On 11/1/21 7:31 PM, Jan Kara wrote:
On Thu 28-10-21 15:09:08, Joseph Qi wrote:
Hi Jan,
On 10/25/21 11:13 PM, Jan Kara wrote:
ocfs2_truncate_file() did unmap invalidate page cache pages before zeroing partial tail cluster and setting i_size. Thus some pages could be left (and likely have left if the cluster zeroing happened) in the page cache beyond i_size after truncate finished letting user possibly see stale data once the file was extended again. Also the tail cluster
I don't quite understand the case. truncate_inode_pages() will truncate pages from new_i_size to i_size, and the following ocfs2_orphan_for_truncate() will zero range and then update i_size for inode as well as dinode. So once truncate finished, how stale data exposing happens? Or do you mean a race case between the above two steps?

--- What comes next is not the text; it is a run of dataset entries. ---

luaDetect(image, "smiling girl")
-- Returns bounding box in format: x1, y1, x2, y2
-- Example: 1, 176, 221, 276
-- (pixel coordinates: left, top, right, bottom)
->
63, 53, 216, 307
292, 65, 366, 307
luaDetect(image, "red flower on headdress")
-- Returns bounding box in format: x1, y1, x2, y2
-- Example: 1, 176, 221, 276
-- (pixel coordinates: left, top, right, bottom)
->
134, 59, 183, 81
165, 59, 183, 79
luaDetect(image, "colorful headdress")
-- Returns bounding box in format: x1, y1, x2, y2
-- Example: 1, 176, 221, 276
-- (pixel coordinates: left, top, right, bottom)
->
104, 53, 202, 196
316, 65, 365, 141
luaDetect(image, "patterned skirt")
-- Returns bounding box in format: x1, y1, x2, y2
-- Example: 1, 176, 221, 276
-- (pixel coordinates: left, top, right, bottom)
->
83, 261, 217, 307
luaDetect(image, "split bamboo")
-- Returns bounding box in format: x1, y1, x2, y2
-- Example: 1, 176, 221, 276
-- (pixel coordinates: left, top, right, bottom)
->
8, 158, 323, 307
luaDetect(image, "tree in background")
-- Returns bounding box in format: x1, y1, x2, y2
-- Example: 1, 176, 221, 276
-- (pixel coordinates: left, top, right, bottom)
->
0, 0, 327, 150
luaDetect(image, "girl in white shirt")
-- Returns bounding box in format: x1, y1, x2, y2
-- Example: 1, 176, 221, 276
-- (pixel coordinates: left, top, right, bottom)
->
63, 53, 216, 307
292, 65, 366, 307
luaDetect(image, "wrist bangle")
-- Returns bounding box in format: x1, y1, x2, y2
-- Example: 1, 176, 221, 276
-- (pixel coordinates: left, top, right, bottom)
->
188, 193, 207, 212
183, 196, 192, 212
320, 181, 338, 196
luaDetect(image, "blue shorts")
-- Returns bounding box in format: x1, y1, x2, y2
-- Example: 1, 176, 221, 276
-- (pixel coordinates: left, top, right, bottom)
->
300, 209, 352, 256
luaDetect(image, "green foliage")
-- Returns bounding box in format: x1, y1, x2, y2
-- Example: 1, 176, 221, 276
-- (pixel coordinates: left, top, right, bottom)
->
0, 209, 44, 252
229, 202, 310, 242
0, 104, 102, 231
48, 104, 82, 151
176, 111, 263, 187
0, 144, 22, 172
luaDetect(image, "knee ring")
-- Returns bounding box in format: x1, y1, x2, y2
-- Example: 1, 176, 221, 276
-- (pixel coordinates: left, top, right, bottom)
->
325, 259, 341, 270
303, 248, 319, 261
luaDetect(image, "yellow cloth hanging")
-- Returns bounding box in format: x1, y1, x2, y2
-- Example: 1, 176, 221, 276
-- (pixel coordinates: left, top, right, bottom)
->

Sorry, I was not quite accurate in the above paragraph. There are several ways how stale pages in the pagecache can cause problems.
- Because i_size is reduced after truncating page cache, page fault can
happen after truncating page cache and zeroing pages but before reducing i_size. This will in allow user to arbitrarily modify pages that are used for writing zeroes into the cluster tail and after file extension these data will become visible.
- The tail cluster zeroing in ocfs2_orphan_for_truncate() can actually try
to write zeroed pages above i_size (e.g. if we have 4k blocksize, 64k clustersize, and do truncate(f, 4k) on a 4k file). This will cause exactly same problems as already described in commit 5314454ea3f "ocfs2: fix data corruption after conversion from inline format".
Hope it is clearer now.
So the core reason is ocfs2_zero_range_for_truncate() grabs pages and then zero, right? I think an alternative way is using zeroout instead of zero pages, which won't grab pages again. Anyway, I'm also fine with your way since it is simple.
Reviewed-by: Joseph Qi joseph.qi@linux.alibaba.com